1.College of Chemistry and Chemical Engineering, Central South University,Changsha 410000,China
2.College of Chemistry and Chemical Engineering, Hunan Normal University, Changsha 410000,China
The recent explosive growth of lithium-ion batteries will face a large number of “decommissioning” problems in the next 3 to 5 years. The efficient and sustainable recycling of spent lithium-ion batteries, especially waste cathode materials, is the key to achieving the goal of carbon peak and carbon neutrality in the new energy industry. This paper mainly studies the thermochemical reduction process of valuable metals in waste cathode materials LiNi1/3Co1/3Mn1/3O2 by corn stalks. Through regulating and transforming high-valence metals, selective recovery of metal salts and elemental substances avoids the addition of reducing agents in the traditional process and utilizes the transition metal characteristics in waste cathode materials for catalytic reforming of corn stalk to produce gas. During the reaction process, X-ray diffraction and X-ray photoelectron spectroscopy were used to analyze the cathode material and corn straw after pyrolysis. It was found that the reducing gas and biological carbon generated by the pyrolysis and gasification of corn straw destroyed the high-value metal-oxygen bond in the cathode material LiNi1/3Co1/3Mn1/3O2, and reduced the metal valence states of Ni, Co and Mn. It also converts Li to Li2CO3. Different pyrolysis products are obtained at different pyrolysis temperatures, and Ni-Co alloy and MnO are easier to be obtained at higher temperatures.
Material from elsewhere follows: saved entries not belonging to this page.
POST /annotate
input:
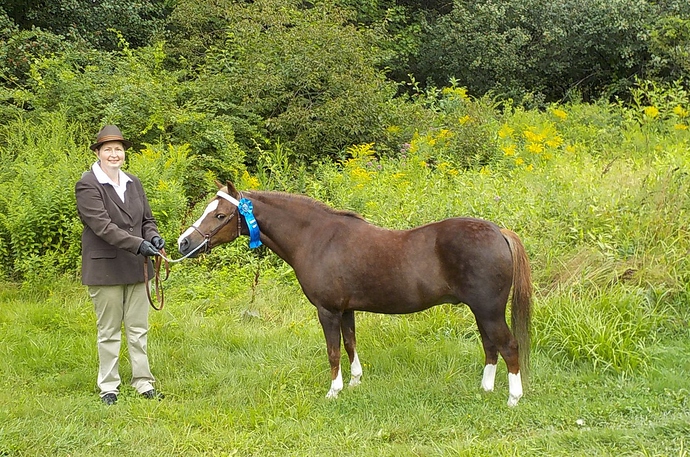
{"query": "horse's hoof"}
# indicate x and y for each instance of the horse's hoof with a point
(332, 394)
(512, 400)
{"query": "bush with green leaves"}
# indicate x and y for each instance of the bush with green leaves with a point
(40, 162)
(536, 46)
(307, 72)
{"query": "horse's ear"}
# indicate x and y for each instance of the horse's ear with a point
(231, 189)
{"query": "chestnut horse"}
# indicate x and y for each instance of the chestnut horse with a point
(345, 264)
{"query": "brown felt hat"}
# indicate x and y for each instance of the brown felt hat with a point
(110, 133)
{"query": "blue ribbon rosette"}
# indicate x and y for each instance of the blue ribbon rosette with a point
(246, 209)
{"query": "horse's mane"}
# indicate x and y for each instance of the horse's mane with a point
(316, 204)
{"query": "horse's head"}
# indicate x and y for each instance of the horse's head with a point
(220, 223)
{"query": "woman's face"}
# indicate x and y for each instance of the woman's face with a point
(112, 155)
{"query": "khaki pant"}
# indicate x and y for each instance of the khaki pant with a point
(115, 305)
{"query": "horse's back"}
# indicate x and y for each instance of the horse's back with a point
(400, 271)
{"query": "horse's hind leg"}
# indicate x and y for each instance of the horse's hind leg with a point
(497, 332)
(490, 360)
(331, 323)
(348, 329)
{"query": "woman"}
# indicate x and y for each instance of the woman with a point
(119, 234)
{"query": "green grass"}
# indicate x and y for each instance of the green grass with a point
(249, 378)
(603, 211)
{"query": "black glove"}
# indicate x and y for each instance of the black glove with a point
(158, 242)
(147, 249)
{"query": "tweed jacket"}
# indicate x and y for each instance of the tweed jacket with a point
(113, 231)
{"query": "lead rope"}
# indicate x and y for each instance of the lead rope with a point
(160, 258)
(160, 297)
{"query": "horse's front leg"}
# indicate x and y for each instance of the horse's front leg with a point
(350, 342)
(331, 322)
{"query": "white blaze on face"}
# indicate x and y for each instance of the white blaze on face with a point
(210, 208)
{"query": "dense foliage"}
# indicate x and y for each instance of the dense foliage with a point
(567, 121)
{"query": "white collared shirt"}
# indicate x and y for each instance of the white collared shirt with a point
(104, 179)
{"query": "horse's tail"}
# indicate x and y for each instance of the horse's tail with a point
(521, 304)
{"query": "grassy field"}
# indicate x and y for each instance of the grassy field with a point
(247, 376)
(600, 198)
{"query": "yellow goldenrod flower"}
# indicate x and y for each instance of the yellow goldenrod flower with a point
(680, 111)
(509, 150)
(555, 142)
(533, 137)
(505, 131)
(651, 111)
(559, 113)
(535, 148)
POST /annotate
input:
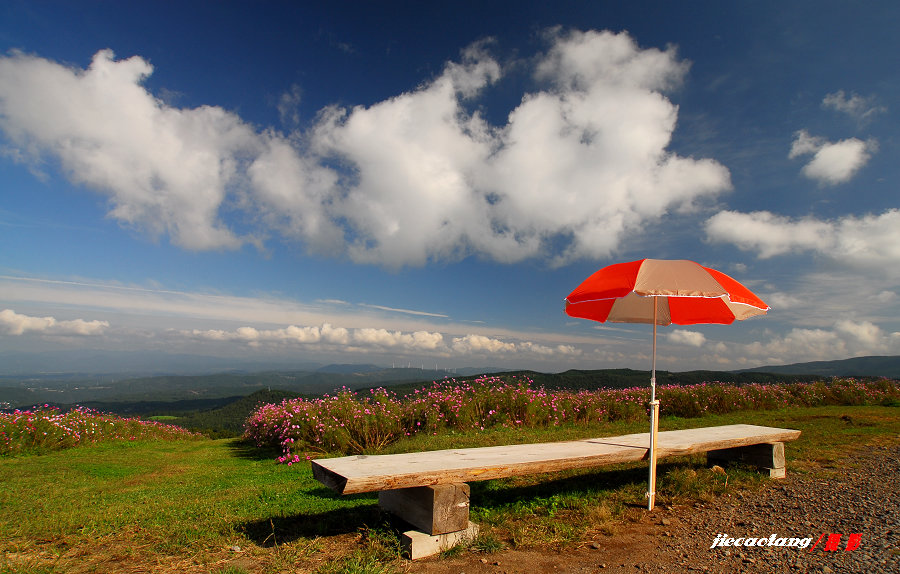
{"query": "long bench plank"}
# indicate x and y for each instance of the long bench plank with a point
(354, 474)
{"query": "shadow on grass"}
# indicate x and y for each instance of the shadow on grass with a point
(246, 450)
(285, 529)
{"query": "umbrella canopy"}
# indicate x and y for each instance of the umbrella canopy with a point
(662, 292)
(687, 293)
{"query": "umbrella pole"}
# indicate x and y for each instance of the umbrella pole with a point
(654, 418)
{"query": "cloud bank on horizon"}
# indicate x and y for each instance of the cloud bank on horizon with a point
(581, 164)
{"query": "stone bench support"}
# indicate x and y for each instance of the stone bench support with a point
(766, 457)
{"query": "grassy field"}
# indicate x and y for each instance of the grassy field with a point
(224, 507)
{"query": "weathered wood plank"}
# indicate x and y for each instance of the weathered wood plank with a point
(353, 474)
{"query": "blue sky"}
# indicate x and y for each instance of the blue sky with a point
(396, 182)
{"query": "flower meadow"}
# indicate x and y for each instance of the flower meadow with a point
(352, 422)
(48, 428)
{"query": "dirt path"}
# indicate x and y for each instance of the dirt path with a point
(861, 497)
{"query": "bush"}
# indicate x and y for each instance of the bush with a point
(356, 423)
(48, 428)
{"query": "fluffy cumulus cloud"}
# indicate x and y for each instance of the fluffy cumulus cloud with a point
(578, 164)
(832, 162)
(871, 240)
(13, 323)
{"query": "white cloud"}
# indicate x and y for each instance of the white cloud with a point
(163, 169)
(581, 163)
(832, 163)
(870, 240)
(684, 337)
(16, 324)
(474, 344)
(326, 336)
(845, 338)
(860, 108)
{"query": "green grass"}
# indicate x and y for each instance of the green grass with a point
(186, 505)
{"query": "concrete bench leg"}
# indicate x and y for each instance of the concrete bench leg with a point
(767, 457)
(441, 512)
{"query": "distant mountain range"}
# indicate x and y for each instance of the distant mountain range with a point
(875, 366)
(99, 385)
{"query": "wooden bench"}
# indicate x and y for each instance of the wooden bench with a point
(429, 490)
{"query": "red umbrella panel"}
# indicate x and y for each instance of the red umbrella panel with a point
(662, 292)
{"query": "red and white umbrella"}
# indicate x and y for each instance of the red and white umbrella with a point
(662, 292)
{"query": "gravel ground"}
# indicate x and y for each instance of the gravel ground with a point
(860, 497)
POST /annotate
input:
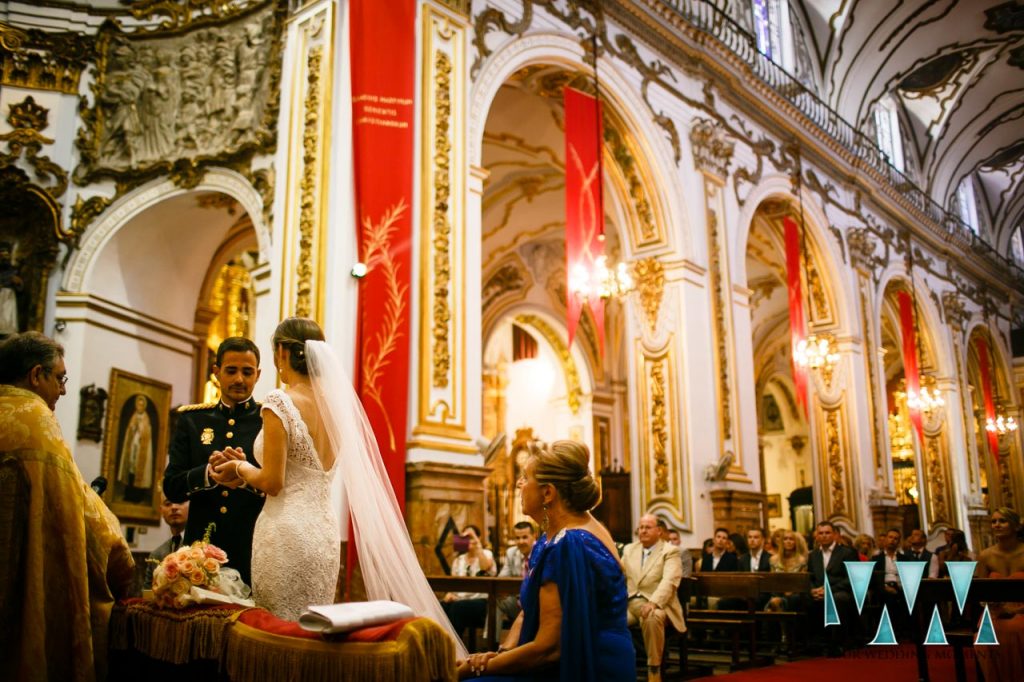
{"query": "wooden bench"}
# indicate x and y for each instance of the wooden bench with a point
(493, 587)
(743, 587)
(940, 591)
(782, 583)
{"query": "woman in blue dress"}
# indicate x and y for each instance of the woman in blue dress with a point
(572, 625)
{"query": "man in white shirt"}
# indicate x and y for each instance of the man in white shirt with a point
(652, 571)
(516, 564)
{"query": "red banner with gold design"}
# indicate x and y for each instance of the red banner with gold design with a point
(910, 359)
(584, 205)
(986, 392)
(798, 324)
(382, 37)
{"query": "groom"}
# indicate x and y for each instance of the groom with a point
(202, 433)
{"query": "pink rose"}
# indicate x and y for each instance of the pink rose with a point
(214, 552)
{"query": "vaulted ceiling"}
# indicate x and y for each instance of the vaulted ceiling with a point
(956, 70)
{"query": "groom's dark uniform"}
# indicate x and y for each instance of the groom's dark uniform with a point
(201, 429)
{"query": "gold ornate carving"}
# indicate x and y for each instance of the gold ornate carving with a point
(649, 274)
(307, 186)
(84, 212)
(721, 338)
(936, 480)
(178, 100)
(43, 60)
(658, 427)
(441, 226)
(186, 14)
(377, 253)
(712, 147)
(572, 389)
(29, 120)
(837, 467)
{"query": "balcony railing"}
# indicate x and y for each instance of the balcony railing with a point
(708, 18)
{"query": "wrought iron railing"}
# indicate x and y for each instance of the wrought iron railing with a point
(708, 18)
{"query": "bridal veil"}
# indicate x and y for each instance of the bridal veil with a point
(390, 568)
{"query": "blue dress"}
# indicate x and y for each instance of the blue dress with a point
(595, 642)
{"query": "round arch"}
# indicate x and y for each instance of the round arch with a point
(122, 212)
(562, 50)
(822, 249)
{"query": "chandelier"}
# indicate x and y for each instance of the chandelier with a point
(817, 352)
(1000, 424)
(602, 282)
(925, 400)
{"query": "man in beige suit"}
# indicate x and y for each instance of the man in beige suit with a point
(653, 569)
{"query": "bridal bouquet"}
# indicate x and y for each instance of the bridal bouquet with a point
(196, 574)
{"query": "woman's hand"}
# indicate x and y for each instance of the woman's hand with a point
(227, 474)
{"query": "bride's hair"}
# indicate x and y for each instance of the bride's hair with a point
(565, 464)
(293, 334)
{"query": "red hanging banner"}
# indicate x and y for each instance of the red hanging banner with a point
(798, 325)
(382, 39)
(584, 205)
(910, 359)
(986, 391)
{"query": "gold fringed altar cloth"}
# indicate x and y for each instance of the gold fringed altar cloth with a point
(253, 645)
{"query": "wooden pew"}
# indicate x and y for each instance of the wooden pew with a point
(744, 587)
(940, 591)
(493, 587)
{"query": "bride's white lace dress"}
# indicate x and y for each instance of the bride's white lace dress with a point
(296, 542)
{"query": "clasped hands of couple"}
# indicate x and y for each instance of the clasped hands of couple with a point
(225, 467)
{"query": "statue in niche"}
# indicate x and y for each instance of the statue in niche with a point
(201, 93)
(10, 288)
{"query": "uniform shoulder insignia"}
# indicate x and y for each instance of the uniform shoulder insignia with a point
(199, 406)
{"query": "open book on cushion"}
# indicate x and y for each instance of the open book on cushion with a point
(352, 615)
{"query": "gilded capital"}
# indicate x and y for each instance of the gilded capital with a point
(860, 244)
(956, 315)
(712, 147)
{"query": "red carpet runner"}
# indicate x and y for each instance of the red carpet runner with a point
(879, 664)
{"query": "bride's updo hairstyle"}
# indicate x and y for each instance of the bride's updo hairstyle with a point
(565, 464)
(293, 334)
In the process of pyrolysis and reduction, the transition metal in the positive electrode material is a good catalyst for the pyrolysis of corn straw, which can reduce the required temperature of the pyrolysis reaction, improve the possibility of carbothermal reaction, and regulate the gas composition generated by pyrolysis, so as to achieve the purpose of “waste+waste=resources”. The process can recover valuable metals in an efficient, highly selective and pollution-free gradient without reducing agents addition, which not only provides a green and sustainable recycling path for spent lithium-ion batteries, but also provides a low-cost catalyst for the catalytic reforming process of biomass.